When I was a young Christian, it was very popular for youth groups to attend True Love Waits rallies every summer, where thousands of teenagers would commit to abstaining from sex until marriage.
My friend Matt Chandler tells the story of being at one of those rallies, where the speaker was trying to demonstrate the damage sexual sin causes. At the beginning of his talk, the speaker passed out a beautiful rose to someone in the audience and told them to pass it around and notice how good it smelled and soft the petals were.
When it got back to him at the end of his talk, the rose was wilted and drooping, with most of the petals fallen off. He held it up and said, “Who wants this rose?” The implied answer: No one.
I think I get where that speaker was coming from. In an increasingly fluid culture, we need to be clear about what the Bible says about sex. One of our culture’s favorite lies is that sex can be casual. But it never is. Sex inherently unites people, body and soul, so much so that “casual sex” does damage to everyone involved.
But there’s a difference between warning people about sexual sin and heaping shame on the sexual sinner.
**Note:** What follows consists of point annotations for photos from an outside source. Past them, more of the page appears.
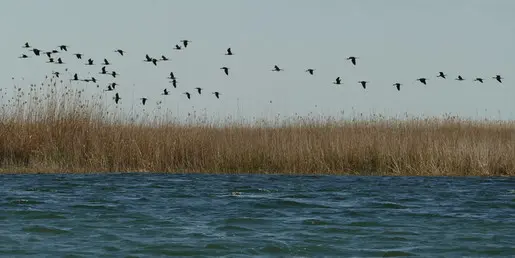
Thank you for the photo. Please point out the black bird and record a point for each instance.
(36, 51)
(479, 80)
(352, 59)
(363, 84)
(277, 69)
(185, 42)
(174, 83)
(63, 47)
(116, 98)
(119, 51)
(226, 70)
(422, 80)
(498, 78)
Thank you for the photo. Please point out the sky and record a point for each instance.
(396, 41)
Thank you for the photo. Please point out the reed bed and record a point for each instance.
(63, 133)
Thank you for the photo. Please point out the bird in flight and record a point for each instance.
(352, 59)
(422, 80)
(226, 70)
(310, 71)
(277, 69)
(337, 81)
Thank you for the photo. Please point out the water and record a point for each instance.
(255, 215)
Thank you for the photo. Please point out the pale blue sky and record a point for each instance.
(397, 40)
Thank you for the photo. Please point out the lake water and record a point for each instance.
(139, 215)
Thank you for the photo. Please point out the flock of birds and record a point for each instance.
(53, 58)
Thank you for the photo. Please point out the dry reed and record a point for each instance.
(47, 133)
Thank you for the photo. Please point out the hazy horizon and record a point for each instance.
(396, 41)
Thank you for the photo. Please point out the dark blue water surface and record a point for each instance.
(140, 215)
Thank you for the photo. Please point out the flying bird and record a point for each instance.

Remember: There is a Savior who came and died for those sins. He overcame them through the grave so that he could restore those who have suffered because of their sin.
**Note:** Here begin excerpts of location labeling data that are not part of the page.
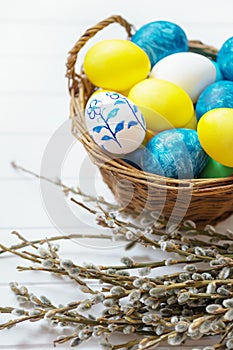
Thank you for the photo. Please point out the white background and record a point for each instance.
(35, 37)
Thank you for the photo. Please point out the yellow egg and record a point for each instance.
(163, 104)
(116, 64)
(215, 132)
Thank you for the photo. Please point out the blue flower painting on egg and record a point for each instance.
(175, 153)
(114, 122)
(160, 39)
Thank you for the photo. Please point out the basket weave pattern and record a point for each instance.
(201, 200)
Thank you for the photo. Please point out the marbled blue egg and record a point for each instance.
(160, 39)
(219, 75)
(216, 95)
(175, 153)
(225, 59)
This is why, when Matt heard the speaker ask, “Who would want this rose?” he wanted to jump up and yell, “Jesus wants the rose!”
For those whose lives and marriages have been destroyed by sexual sin, there is a fountain filled with blood, drawn from Immanuel’s veins. And sinners plunged beneath that flood, lose all their guilty stains.
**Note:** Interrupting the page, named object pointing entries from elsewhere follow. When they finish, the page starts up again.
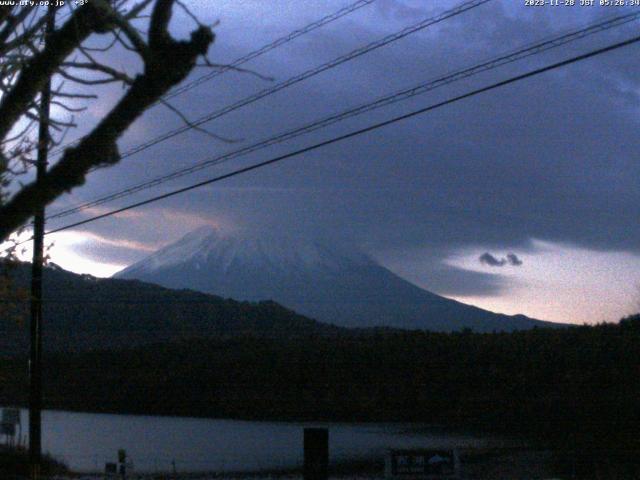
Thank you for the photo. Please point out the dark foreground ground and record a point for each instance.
(516, 463)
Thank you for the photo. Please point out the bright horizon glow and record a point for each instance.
(59, 248)
(561, 283)
(556, 282)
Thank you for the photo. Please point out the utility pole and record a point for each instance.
(35, 351)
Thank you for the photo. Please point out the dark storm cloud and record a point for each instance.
(513, 260)
(488, 259)
(492, 261)
(552, 158)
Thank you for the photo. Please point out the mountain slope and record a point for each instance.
(83, 312)
(333, 284)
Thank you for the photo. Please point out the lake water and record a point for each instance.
(85, 441)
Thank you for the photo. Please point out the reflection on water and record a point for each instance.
(85, 441)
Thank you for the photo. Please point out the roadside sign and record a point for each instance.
(422, 463)
(7, 429)
(11, 415)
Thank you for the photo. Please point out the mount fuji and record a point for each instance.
(334, 284)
The Christian message is that we have a Savior who came to live the life we should have lived and die the death we were condemned to die. His resurrection shows us that there is no deadness in our lives that he cannot resurrect. There is nothing sin has broken that he cannot repair. There is nothing sin has stolen that he cannot restore. He can make all things new.
The Gospel-writer, Matthew, in the genealogy that begins his book, recounts that Jesus comes from a family line with (among other things) one woman who for a time in her life was a prostitute and also through the offspring of an adulterous relationship. What else is that supposed to tell us other than that God’s grace can bring the life of Christ out of the worst mistakes?
From your sexual sin, God can bring Christ into your life and beauty from your ashes. There is no rose with sin so deep that he will not claim as his own.